Nama Rizal Ramli banyak disebut lantaran ia turut menanggapi keputusan pembatalan pemberangkatan haji tahun ini. Banyak warganet yang kemudian mendukung Rizal Ramli bahkan untuk menerima tantangan debat dengan DPR RI soal misteri dana haji yang tengah memecah belah kepercayaan masyarakat saat ini. Selain itu terlihat sejumlah nama yang dari pantauan Netray memiliki pandangan yang serupa seperti akun media berita @geloraco dan @OposisiCerdas yang memang kerap mengangkat artikel terkait topik ini di Twitter.

Beredarnya isu soal penggunaan dana haji untuk infrastruktur membuat warganet semakin kehilangan rasa kepercayaan terhadap pemerintah. Warganet menjadi ragu terhadap keamanan dana haji yang dikelola BPKH. Pernyataan Menteri Agama dan sejumlah pihak yang mencoba menenangkan masyarakat yang kerap beredar di media terlihat tidak efektif. Isu ini justru semakin memanas dan melebar pada tuduhan-tuduhan negatif mulai dari adanya utang negara kepada Arab Saudi hingga penggunaan dana untuk pembangunan infrastruktur dalam negeri. Meski demikian, Netray juga menemukan sejumlah akun yang tetap menaruh rasa percaya kepada pemerintah dan mengabaikan isu tersebut. Netray bahkan melihat bagaimana akun-akun pro pemerintah dan kontra pemerintah saling sahut menanggapi isu ini.
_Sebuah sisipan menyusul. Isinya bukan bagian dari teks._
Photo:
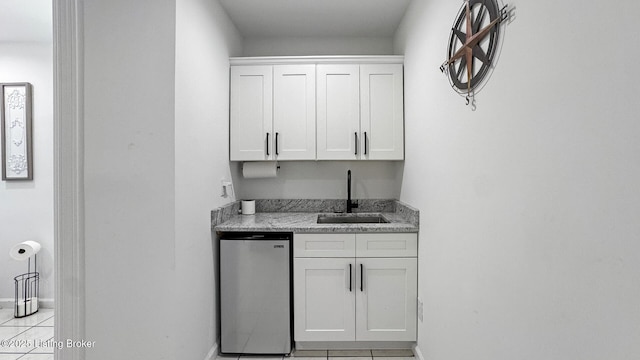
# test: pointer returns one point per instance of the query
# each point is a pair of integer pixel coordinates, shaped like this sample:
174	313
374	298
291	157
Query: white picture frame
16	131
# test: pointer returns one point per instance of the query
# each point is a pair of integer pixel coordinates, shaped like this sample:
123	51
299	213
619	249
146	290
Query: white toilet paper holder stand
27	288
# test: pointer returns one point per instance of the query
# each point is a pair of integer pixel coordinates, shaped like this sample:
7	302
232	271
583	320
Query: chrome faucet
350	204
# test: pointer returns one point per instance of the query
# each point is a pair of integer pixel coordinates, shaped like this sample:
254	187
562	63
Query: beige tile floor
404	354
26	338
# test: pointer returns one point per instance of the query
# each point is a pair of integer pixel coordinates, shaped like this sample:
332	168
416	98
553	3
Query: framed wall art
15	114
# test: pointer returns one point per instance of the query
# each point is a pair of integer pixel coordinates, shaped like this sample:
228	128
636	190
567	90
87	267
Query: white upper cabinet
381	111
251	115
294	112
317	108
338	112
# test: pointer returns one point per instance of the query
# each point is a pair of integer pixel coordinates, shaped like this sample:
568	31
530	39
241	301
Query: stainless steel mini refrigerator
255	297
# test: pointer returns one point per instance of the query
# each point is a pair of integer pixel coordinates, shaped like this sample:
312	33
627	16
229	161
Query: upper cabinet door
382	111
338	123
251	118
294	112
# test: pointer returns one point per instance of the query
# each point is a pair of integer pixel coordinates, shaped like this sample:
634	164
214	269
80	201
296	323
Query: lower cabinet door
324	301
386	299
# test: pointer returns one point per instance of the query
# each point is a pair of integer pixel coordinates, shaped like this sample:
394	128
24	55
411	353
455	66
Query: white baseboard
213	353
417	352
9	303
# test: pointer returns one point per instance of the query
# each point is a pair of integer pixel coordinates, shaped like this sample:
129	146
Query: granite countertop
300	216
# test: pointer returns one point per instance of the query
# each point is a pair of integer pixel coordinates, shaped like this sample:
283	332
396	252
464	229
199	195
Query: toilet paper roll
25	249
248	207
28	307
260	169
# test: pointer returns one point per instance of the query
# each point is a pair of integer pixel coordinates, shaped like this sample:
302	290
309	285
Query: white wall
205	38
129	139
26	207
156	140
323	180
529	205
281	46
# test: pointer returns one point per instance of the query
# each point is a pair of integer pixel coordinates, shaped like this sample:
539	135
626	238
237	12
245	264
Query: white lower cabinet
324	306
347	298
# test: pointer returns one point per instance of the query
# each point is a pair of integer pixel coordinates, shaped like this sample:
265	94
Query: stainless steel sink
351	219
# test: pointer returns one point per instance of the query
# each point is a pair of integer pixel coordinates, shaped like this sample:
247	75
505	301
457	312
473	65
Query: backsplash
323	205
224	213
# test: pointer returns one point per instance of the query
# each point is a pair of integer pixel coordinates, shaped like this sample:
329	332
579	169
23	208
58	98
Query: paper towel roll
24	250
260	169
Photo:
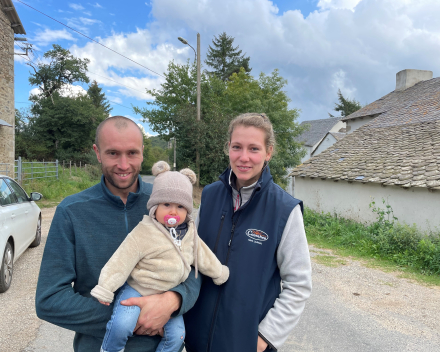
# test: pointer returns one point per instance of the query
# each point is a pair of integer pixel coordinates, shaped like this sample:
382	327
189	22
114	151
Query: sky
319	46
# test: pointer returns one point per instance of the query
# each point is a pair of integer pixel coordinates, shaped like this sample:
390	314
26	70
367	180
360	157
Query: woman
256	229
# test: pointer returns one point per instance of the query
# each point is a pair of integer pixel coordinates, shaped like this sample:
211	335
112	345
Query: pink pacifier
171	220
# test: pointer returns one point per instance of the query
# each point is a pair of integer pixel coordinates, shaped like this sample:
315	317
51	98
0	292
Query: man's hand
156	310
261	345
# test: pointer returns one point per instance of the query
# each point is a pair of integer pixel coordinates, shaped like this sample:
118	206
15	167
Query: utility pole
174	154
184	41
198	107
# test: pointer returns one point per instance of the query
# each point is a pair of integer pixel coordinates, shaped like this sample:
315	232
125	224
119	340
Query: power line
96	74
65	25
117	82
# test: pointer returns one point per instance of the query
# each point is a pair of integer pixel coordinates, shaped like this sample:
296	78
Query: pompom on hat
172	186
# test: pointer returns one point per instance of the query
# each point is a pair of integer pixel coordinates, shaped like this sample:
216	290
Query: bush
387	239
Jalan tengah yang diajukan warganet pada akhirnya adalah audit dana haji. Melalui tagar #AuditDanaHaji warganet meminta pemerintah menanggapi secara serius polemik ini. Salah satu solusi yang dinilai tepat untuk menepis atau membuktikan kebenaran isu tersebut adalah dengan diadakannya audit dana haji. Dengan demikian, berbagai spekulasi di masyarakat yang terus berkembang dapat segera dipangkas sehingga meminimalisir semakin tingginya krisis kepercayaan publik terhadap pemerintah.